Take a look at the lead for this story in today’s New York Times:
Hours after Florida lost to Alabama in the Southeastern Conference title game on Dec. 5, Gators Coach Urban Meyer awoke in the middle of the night with severe chest pains.
Notice that you can’t really tell from the lead that the story is about Meyer announcing yesterday that he was resigning as the head football coach at the University of Florida. That’s because it’s a feature rather than a news story. Had it been a straight news story, it would have had a lead like this:
Urban Meyer yesterday stunned the college football world when he announced that, for health reasons, he was resigning as head coach of the University of Florida Gators.
The Times had no choice but to go with the feature story. By the time it’s print edition hit the stands, the basic story was already extremely well known thanks to a variety of other media sources. If you are a sports fan you almost certainly heard about the resignation within minutes of it occuring either on an ESPN crawl at the bottom of the screen, through an alert you received on your Blackberry or I-Phone, on dozens of blogs, through Tweets, etc. If you weren’t a sports fan you likely heard about it on the evening news.
So the Times couldn’t simply run with a straight-forward, who-what-where-when-why-and-how news story that used to be every other newspaper’s meat and potatoes. Instead, less than 24 hours after the resignation occurred, it had to go with what used to be called a “second-day” story that provided context and color to the announcement and added information the reader didn’t get the day before. The second-day story happened on the first day of reporting.
That makes the Times and every other major daily print outlet far less of a source for news, that is, less of a newspaper, than they have ever been before. They simply can’t complete with the online and other sources that exist today on national stories.
This doesn’t mean that there’s no role for newspapers, only that the role is very different than it has been in the past. As the Times did with its Urban Meyer story, the print editions of newspapers now have to think of themselves more as feature than news providers.
Some other considerations.
1. Given their inability to compete on reporting national stories, newspapers have no choice but to embrace this new role. If they don’t, they’ll die.
2. This will make newspapers far more controversial than they have been in the past because feature stories will be written from a point of view rather than in the objective style they supposedly followed in the past. As we’ve seen the past few years, this will leave what used to be known as the news sections of the papers much more open to criticism.
3. It’s not clear that the papers have yet figured out how to write in this new style.
4. It’s not clear that the papers have figured out that they will need very different reporters for this new purpose and style. Instantly produced feature stories require subject experts who know and can communicate the context in which the news is happening rather than general assignment reporters who know how to ask questions. In other words, the beat reporters who have been disappearing in recent years may be needed more in the future.

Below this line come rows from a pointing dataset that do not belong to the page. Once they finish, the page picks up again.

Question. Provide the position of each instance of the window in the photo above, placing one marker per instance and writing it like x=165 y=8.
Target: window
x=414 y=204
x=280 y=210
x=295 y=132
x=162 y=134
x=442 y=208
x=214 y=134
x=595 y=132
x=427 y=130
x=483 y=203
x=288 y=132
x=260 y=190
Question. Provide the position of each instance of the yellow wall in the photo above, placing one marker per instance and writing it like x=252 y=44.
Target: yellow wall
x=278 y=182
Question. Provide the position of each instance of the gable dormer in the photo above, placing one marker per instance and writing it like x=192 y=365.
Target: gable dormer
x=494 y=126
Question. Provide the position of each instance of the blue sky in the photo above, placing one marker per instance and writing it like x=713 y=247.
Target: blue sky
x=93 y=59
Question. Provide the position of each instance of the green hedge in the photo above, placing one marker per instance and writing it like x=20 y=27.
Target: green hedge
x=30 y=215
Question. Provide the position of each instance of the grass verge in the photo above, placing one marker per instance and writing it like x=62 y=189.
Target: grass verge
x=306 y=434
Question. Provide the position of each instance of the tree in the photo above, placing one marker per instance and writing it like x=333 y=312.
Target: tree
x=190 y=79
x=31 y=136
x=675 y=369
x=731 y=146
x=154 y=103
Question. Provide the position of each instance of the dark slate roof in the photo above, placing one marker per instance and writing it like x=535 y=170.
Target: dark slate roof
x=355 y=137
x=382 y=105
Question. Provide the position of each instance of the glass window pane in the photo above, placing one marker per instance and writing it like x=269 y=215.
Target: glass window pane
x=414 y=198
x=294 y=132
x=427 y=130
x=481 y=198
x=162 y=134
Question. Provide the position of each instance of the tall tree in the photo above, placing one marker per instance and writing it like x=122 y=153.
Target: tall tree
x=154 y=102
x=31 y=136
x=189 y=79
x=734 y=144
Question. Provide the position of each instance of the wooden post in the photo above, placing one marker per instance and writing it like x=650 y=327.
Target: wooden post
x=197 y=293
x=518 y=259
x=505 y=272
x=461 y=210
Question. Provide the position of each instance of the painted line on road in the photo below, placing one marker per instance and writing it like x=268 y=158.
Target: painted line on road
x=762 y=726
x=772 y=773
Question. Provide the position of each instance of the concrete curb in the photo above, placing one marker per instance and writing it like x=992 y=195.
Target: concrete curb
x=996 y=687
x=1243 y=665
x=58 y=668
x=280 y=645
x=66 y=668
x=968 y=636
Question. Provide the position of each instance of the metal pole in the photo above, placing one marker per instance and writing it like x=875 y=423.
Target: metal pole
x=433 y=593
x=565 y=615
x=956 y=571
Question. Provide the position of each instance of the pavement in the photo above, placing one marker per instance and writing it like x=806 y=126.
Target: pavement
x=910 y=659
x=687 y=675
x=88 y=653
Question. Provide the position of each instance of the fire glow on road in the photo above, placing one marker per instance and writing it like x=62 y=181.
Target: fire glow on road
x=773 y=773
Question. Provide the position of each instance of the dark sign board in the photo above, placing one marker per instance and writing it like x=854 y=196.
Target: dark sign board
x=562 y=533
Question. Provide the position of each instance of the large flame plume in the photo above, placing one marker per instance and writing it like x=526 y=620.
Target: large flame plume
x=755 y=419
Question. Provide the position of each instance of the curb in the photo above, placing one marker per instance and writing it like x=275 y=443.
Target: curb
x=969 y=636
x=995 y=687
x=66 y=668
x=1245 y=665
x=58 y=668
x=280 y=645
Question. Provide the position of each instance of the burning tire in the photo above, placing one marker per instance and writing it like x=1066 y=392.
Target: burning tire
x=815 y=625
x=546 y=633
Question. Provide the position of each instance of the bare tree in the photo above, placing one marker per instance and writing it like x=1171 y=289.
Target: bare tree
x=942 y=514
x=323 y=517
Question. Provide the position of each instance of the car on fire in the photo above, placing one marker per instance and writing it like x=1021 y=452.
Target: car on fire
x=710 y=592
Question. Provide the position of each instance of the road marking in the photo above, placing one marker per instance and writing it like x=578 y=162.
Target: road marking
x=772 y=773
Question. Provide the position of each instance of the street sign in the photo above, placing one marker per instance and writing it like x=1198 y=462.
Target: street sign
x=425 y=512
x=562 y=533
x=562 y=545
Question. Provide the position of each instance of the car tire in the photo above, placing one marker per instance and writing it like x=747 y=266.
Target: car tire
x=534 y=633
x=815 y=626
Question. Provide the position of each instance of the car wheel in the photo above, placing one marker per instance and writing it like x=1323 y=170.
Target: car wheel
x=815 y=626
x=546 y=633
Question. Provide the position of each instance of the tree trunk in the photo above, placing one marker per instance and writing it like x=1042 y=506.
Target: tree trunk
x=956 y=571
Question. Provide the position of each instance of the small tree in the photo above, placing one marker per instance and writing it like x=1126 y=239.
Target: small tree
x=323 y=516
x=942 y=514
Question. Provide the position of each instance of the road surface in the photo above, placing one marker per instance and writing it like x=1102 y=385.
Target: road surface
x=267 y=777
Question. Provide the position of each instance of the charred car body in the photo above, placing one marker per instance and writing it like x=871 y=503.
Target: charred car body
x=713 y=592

5. It’s also not clear that the papers have communicated to their readers that they have been or will be doing something different than what they’ve done in the past. They should not assume this will happen by accident or osmosis.
6. The switch to feature rather than news writing is not likely to be as immediately possible for local as it is for national stories because there simply aren’t as many other news sources at the local level. The who-what-why-where-when-and-how stories will still be needed there until or unless blogs and online sources develop for local news as well.